La inspectora
Alejandro Hernández López | Andalán

No había dormido bien. La inspectora se había levantado varias veces sorprendida de estar sola en casa y dándole vueltas a lo que estaba por suceder.
Reconocía cada paso dado en los últimos años hasta llegar a ese fin de semana. El anuncio, como siempre, mediante un ramo. El tipo siempre mandaba flores. Aunque no tenía ninguna prueba, la inspectora estaba segura de que era un hombre. Se lo imaginaba reducido, con la mirada siempre de perfil. Un tipo no muy mayor, extrañado de su propia existencia a la que había dado sentido a base de tropelías. Pobres críos. Un completo majadero.
Por suerte, Carlos se había llevado a los niños lejos de la locura que iba a ser el fin de semana. Porque el anuncio del asesino era claro: vuelvo el sábado a la ciudad, me encontrarás en el mercado. Lo había mandado el lunes, acompañado de un ramo de tulipanes blancos, siempre eran tulipanes de un blanco tan pulcro que llegaba a amedrentar. Se los mandaba a ella porque su juego estaba dirigido a la inspectora. Nunca había revelado tanta información. Siempre daba pistas, pequeñas indicaciones que les hacían dar tumbos hasta encontrar los cadáveres, pero en aquella ocasión era claro: iría el sábado al mercado. Y el asesino no debía salir de allí bajo ningún concepto.
Aquel hombre se había convertido en una obsesión. El asesino había surgido una mañana en forma de ramo en su despacho con sus compañeros haciéndole bromas.
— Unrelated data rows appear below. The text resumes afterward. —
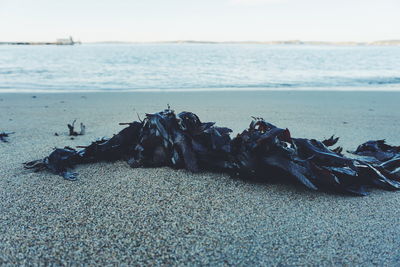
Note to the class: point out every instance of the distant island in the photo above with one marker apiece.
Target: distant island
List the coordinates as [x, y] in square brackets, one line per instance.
[287, 42]
[70, 41]
[62, 41]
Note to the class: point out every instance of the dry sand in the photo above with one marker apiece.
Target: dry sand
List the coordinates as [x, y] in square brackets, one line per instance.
[117, 215]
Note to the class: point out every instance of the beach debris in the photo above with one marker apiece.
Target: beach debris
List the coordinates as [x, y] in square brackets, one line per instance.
[262, 152]
[71, 128]
[4, 135]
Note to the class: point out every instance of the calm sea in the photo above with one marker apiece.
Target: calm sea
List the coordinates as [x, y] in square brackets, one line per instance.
[121, 67]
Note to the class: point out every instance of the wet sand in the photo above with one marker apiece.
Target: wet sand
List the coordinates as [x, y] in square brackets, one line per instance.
[117, 215]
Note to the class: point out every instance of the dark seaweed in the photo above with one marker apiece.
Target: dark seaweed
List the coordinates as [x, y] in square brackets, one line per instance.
[71, 128]
[263, 152]
[3, 137]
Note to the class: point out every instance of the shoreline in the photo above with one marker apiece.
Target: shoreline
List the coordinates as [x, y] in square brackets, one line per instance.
[115, 214]
[207, 90]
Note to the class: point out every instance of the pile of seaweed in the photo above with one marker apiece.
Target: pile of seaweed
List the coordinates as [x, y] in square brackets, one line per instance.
[263, 152]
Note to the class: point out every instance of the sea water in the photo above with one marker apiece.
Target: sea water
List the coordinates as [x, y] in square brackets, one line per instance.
[166, 67]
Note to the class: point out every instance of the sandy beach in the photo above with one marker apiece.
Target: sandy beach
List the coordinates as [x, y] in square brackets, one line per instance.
[115, 214]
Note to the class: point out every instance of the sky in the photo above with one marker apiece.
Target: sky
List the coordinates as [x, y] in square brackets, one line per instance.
[206, 20]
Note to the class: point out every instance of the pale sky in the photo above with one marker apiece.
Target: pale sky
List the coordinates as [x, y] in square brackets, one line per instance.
[208, 20]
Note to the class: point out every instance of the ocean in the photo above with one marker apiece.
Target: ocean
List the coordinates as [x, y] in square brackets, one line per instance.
[186, 67]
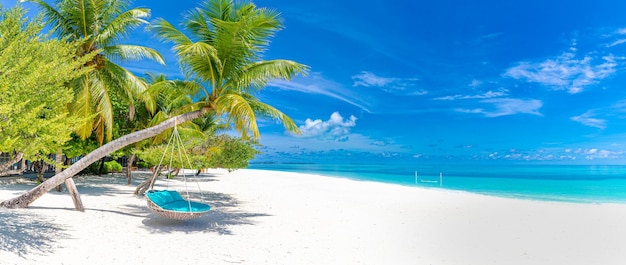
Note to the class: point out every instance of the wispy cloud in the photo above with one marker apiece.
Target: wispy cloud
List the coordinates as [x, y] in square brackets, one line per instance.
[588, 119]
[388, 84]
[598, 117]
[506, 106]
[566, 71]
[368, 79]
[485, 95]
[316, 84]
[336, 128]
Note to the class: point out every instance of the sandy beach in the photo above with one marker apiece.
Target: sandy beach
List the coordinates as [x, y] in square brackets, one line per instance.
[268, 217]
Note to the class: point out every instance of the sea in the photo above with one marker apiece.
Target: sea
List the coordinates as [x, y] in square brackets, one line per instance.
[563, 183]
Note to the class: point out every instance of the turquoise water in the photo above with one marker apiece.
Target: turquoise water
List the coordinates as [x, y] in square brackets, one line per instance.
[572, 183]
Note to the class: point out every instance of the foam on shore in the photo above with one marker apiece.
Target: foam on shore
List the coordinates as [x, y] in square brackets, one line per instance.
[271, 217]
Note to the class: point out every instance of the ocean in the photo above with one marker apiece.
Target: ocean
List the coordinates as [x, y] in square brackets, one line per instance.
[565, 183]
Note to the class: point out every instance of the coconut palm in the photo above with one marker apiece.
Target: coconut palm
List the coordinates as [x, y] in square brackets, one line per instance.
[100, 25]
[221, 57]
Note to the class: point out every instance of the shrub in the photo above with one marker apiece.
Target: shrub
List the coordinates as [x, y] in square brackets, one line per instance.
[112, 167]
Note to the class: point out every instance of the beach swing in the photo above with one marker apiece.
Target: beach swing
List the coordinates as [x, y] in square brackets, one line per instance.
[169, 203]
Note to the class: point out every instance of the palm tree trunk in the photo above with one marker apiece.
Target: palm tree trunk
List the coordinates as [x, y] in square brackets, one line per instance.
[101, 167]
[29, 197]
[129, 167]
[59, 166]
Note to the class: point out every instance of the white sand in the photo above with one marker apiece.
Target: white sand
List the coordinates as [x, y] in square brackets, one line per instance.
[265, 217]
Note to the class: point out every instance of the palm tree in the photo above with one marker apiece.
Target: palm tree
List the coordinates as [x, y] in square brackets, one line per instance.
[100, 25]
[222, 61]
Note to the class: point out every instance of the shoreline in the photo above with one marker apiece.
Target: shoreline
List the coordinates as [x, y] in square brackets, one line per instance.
[277, 217]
Lo primero que pensó la inspectora fue en llamar a Carlos para echarle la bronca por aquel envío tan poco sutil y que, inevitablemente, minaba su autoridad en la comisaría. Sin embargo, observó el ramo con detenimiento hasta dar con la foto. Esa fue su primera víctima. La inspectora recuerda perfectamente cómo se le cayeron las flores al suelo ante la imagen de una niña de apenas diez años con las manos amputadas. La encontraron dos días después en un pueblecito de la montaña, en un viejo corral abandonado. Nadie había visto nada.
Antes de abandonar la casa llamó a Carlos. Luego habló con sus hijos y se sintió un poco mejor. Estaban felices. Después de varios años, Carlos ya era parte de la familia y tenía muy buena mano con ellos. Le prometió que aquella locura iba a acabar, que cogería a ese hijo de puta costase lo que costase.
—Todavía no te has marchado, ¿verdad? —le preguntó Carlos.
Ella le dijo que no, que estaba terminando el café. Justo entonces tocaron el timbre de casa. La inspectora se sobresaltó y le dijo que le dejaba, que sería algo urgente.
—Seguro que luego hablamos —escuchó que le decía.
Abrió sin mirar. Enfrente la cara amable de su vecina. Le caía bien. Ella, sin decir una palabra, le tendió un ramo de tulipanes.
—De parte de Carlos —le dijo guiñando un ojo—. Menudo detallista te has buscado.
Había dos tulipanes rojos. El resto blancos, como siempre.